1) Is there a better way to achieve this result? I guess you could suggest alternative workflows, but I'm pretty sure this is the kind of branch/commit structure I'd like to maintain.
2) Why do the hash codes of A' and A'' differ? Aren't they the product of applying the same diff/author/timestamp to the same baseline/contents? I realize the two are produced as two separate operations, but I would have expected those operations to be deterministic and therefore "collide"(correctly).
Upvotes: 0
Views: 216
Reputation: 490118
[Klas Mellbourn beat me to it; my answer just expands his a bit at this point.]
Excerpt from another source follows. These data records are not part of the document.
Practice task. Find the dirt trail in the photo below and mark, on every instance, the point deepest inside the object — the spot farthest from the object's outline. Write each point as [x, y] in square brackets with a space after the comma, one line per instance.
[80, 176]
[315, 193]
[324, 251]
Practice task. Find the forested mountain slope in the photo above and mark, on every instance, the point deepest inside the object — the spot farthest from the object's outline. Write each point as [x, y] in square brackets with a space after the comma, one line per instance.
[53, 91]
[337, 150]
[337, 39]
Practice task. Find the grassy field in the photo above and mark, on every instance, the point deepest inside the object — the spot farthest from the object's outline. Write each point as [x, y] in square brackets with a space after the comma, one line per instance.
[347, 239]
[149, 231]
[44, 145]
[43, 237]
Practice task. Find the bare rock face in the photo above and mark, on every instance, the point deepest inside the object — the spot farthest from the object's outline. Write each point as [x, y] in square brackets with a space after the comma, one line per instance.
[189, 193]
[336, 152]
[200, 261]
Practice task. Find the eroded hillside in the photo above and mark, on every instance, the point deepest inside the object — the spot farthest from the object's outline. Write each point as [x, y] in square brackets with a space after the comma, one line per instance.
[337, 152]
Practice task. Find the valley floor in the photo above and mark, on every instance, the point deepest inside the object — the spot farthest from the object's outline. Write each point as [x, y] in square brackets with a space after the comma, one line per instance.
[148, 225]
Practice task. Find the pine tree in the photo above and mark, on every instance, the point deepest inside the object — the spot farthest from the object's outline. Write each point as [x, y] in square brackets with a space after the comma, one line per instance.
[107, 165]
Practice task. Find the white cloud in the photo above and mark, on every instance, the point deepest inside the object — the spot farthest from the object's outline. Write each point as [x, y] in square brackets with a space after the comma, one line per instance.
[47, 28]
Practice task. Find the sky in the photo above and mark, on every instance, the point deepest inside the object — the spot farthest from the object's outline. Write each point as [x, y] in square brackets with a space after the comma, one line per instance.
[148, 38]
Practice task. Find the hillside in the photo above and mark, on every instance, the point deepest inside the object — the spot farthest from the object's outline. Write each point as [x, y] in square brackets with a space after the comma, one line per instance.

For what it's worth, I've seen a few attempts at "group or en masse rebase" methods that allow this sort of thing. They all need some way of choosing which branch to rebase first, and then to rebase other "dependent" branches on the now-rebased branch.
The answers to these are thus:
No, except that you can automate this. How well you can automate it is another question entirely. :-) The scripts I've seen were not as clever as they should be. (An automated system should grovel over all the branches, compute the appropriate merge bases for each, and do a minimal set of rebase/cherry-pick operations, recording enough "start state" to allow you to do --abort
or --continue
when hitting points that require manual resolution. This requires delaying the moves of the various branch labels too.)
A''
has a different commit timestamp, vs A'
(if it had the exact same commit metadata and the same tree it would indeed wind up being the same actual new commit). As Klas Mellbourn noted, once A''
is different, everything else will be as well.
Upvotes: 1
Reputation: 44447
1) You could automate the finding of B
by using merge-base
:
git merge-base myBranch1 myBranch2
will give you B
2) Rebase is not really moving the original commits, it is rather copying them, or actually replaying the difference that each commit caused. The rebased commits will always have new hashes.
The hash in the commit is a checksum of not only all the content of the entire tree of files that are version controlled, but also of the hash of the parent commit. So even if you would reproduce the same file tree (unlikely) you would still get a new hash since you have a different parent.